Sergeant Fujimoto said his work with New York's 109th Air National Guard unit at McMurdo Station, Antarctica, that helped sustain the National Science Foundation's Operation Deep Freeze with more than 1.8 million pounds of winter supplies at the South Pole station was a huge undertaking as well.
Sergeant Fujimoto said he feels fortunate to earn the prestigious honor.
"I won the AFMC Support Crew Chief of the Year award in 2002," he said. "I thought that was great, but this is even better."
Sergeant Torres said 2006 was marked by many aircraft repairs throughout the Air Force as well. But the 25-year-old Texas native never thought they'd lead to such an achievement.
"We stay really busy in the squadron," he said. "I didn't think anything about doing the jobs I had been doing and I guess they slowly started accumulating. By the time I realized it, I had so many TDYs that I had went on. I didn't realize they were major jobs."
A personal visit from the 653rd CLSS commander, Maj. Paul Kanning, in the sergeant's work center gave him a clue though.
"I was shocked," he said. "I didn't believe it the first time.

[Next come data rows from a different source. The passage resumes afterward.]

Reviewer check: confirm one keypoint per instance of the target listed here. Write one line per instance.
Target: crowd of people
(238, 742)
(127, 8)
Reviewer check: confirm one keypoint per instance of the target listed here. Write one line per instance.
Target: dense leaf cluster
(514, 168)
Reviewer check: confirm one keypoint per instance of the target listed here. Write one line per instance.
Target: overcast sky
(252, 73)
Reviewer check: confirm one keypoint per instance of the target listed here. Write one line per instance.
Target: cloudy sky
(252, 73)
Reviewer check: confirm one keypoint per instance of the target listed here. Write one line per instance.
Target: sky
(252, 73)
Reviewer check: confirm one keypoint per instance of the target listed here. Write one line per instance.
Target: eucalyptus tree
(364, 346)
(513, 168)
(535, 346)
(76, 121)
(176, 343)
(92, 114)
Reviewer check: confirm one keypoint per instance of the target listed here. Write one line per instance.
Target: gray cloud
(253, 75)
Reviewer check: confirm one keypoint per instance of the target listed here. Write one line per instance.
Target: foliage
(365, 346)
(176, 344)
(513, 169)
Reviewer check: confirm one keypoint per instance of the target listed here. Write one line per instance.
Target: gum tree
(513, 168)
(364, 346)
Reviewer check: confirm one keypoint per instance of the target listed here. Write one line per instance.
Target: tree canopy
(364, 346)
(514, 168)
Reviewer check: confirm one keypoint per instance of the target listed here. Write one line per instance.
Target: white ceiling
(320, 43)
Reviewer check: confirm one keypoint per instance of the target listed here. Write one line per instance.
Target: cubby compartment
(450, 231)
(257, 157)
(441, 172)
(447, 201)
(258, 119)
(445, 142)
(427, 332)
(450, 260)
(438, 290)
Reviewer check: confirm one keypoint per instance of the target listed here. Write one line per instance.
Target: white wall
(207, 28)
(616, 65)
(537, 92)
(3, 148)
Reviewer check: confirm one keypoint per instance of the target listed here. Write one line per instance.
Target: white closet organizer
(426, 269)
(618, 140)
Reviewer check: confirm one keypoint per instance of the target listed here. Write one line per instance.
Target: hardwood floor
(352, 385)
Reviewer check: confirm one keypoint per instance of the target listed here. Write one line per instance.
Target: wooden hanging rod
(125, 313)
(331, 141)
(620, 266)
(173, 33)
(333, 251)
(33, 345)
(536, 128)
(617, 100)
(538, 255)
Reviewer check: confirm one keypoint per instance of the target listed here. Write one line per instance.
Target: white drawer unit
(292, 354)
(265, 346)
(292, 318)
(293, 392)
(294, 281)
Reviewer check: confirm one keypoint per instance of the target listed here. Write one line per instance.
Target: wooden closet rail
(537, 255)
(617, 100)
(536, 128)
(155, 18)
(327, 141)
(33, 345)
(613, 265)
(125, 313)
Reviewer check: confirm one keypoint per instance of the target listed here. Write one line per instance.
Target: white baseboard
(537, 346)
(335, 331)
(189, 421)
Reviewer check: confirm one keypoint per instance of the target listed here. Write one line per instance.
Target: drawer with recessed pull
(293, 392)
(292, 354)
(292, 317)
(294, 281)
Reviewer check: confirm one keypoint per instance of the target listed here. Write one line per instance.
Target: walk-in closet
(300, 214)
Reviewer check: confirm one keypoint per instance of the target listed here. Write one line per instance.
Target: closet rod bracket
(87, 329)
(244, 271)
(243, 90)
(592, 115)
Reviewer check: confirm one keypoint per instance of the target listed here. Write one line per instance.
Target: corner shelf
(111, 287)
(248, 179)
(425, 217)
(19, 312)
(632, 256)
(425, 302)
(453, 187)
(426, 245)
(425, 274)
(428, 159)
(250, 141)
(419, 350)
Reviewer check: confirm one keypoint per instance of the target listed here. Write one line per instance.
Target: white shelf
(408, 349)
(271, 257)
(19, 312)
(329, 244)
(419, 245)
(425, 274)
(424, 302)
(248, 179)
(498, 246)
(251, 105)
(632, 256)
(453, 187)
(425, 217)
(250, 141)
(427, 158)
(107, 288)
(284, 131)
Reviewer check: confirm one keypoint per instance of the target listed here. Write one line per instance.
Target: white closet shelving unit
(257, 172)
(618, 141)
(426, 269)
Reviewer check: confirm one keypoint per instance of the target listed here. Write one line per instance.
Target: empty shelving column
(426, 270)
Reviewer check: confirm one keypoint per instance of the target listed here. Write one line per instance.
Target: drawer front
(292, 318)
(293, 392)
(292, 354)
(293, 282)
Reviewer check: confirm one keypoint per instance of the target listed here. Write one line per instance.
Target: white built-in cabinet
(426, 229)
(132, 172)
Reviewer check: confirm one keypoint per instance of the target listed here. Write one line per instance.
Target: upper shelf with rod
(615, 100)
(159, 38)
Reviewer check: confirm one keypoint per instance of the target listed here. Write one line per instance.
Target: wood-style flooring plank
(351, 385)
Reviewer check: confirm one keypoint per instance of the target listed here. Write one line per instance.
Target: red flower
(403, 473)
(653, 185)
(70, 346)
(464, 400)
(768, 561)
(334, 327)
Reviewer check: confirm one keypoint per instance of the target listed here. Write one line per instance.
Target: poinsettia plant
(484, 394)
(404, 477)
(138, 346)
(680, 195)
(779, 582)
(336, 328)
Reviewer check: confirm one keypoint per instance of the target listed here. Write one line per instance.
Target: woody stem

I thought I was nominated for it, but I didn't think I had actually gotten the award."
At the time of the good news, Sergeant Torres was lined up to leave active-duty Feb. 12 and become an Air Force reservist. Now, he is set to re-enlist Jan. 22.
Maj. Kanning said his squadron's award winners are true stars in his book.
"In the aircraft maintenance community, the Lt. Gen. Leo Marquez Award is like our version of the Academy Awards," he said. "It's the number one award and that is the award that tells everybody across Air Force Materiel Command who's the best of the best. They're competing only against aircraft maintenance folks and these two individuals are our Academy Award winners."